Cancer Data Science Pulse

Striking a Balance Between Open Data and Individual Privacy

Today, data define our lives. The devices we use to connect to the internet leave traces of us behind every time we use an online service, such as making a doctor’s appointment, renewing a driver’s license, or ordering a pizza. Research shows that 2.5 quintillion bytes of data are generated each day.1

Our digital footprint can be “active” or “passive” depending on how we interact with our online world. When we create an account with a username, email address, and password, information about us is actively captured. When browsing a website we leave passive “cookies,” as the site records our browsing interests to tailor future content. These interactions generate personal data that are sometimes shared in ways we don’t intend. 

While these are examples of commercial data collection, data pertaining to medical records and care have similar privacy issues. 

On the one hand, these data have the potential to propel science forward at an unprecedented pace. Using data-driven research to inform disease treatment is not a new concept. Scientists have been mining data for this purpose since the human genome was first mapped nearly 2 decades ago. Those studies include all of the ‘omics investigations—genomics, proteomics, transcriptomics, metabolomics, and microbiomics. In fact, multi-omics are at the heart of precision medicine—enabling us to better tailor a medication or therapy to an individual based on their molecular makeup. 

On the other hand, sharing patient data, including information about diagnosis, treatments, and outcomes, is turning more attention than ever before to the topic of privacy. 

Safer Than You May Think

The federal government and National Institutes of Health (NIH) have been at the forefront of adopting rules to ensure that everyone’s right to privacy is protected, beginning with the Privacy Act of 1974 (amended in January 2019).2 Four key types of sensitive information are recognized: 

  1. Personally Identifiable Information (PII) (e.g., name, address, email address, etc.). 
  2. Sensitive PII (e.g., social security number, driver’s license, etc.). 
  3. Protected Health Information (PHI) (e.g., patient’s medical records, insurance claims, payment history, etc.).
  4. Other information, such as financial records, grant applications, proprietary data, etc.

The Privacy Act governs how these categories of sensitive information are collected, used, and maintained.

Additional protections were introduced in the Health Insurance Portability and Accountability Act of 1996 (HIPAA).3 HIPAA requires healthcare providers and organizations to develop procedures to ensure the security of PHI, no matter how it is collected or used.  

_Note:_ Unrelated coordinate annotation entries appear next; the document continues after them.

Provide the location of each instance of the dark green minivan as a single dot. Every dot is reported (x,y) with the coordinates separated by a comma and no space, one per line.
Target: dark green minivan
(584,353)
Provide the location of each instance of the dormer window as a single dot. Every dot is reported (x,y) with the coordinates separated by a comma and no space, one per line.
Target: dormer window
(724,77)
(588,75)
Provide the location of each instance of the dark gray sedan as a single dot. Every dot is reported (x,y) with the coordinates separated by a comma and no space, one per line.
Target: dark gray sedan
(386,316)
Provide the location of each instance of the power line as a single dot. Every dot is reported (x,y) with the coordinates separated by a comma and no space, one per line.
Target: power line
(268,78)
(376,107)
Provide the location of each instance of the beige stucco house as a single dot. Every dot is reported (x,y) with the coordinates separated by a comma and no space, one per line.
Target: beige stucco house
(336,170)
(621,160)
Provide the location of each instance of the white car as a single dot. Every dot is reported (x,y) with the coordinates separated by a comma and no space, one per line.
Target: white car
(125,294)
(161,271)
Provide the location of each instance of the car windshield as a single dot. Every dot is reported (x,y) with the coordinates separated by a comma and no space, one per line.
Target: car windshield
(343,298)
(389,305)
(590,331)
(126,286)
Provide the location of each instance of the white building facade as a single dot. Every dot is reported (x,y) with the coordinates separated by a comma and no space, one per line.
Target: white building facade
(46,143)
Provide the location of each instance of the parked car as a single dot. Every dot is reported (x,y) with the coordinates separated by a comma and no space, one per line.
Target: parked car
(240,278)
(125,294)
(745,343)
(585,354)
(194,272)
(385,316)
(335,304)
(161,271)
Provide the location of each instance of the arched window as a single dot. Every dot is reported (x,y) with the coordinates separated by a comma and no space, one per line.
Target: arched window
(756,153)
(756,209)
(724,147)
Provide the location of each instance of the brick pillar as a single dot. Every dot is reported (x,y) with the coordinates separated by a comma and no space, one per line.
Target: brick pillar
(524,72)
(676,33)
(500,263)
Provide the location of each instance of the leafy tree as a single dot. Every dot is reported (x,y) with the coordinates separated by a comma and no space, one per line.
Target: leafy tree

Informed Consent and Data Access

In 2008, Homer and his colleagues4 demonstrated how individuals might be identified using previously generated genotype data. That discovery began to put new pressure on old laws to better regulate today’s data privacy. 

One step toward safeguarding data privacy is the inclusion of “Informed Consent,” which helps study subjects understand the benefits and risks of participating in a clinical trial and sharing data. To fully consent to data use, the participant must approve every potential use of data—both current and future.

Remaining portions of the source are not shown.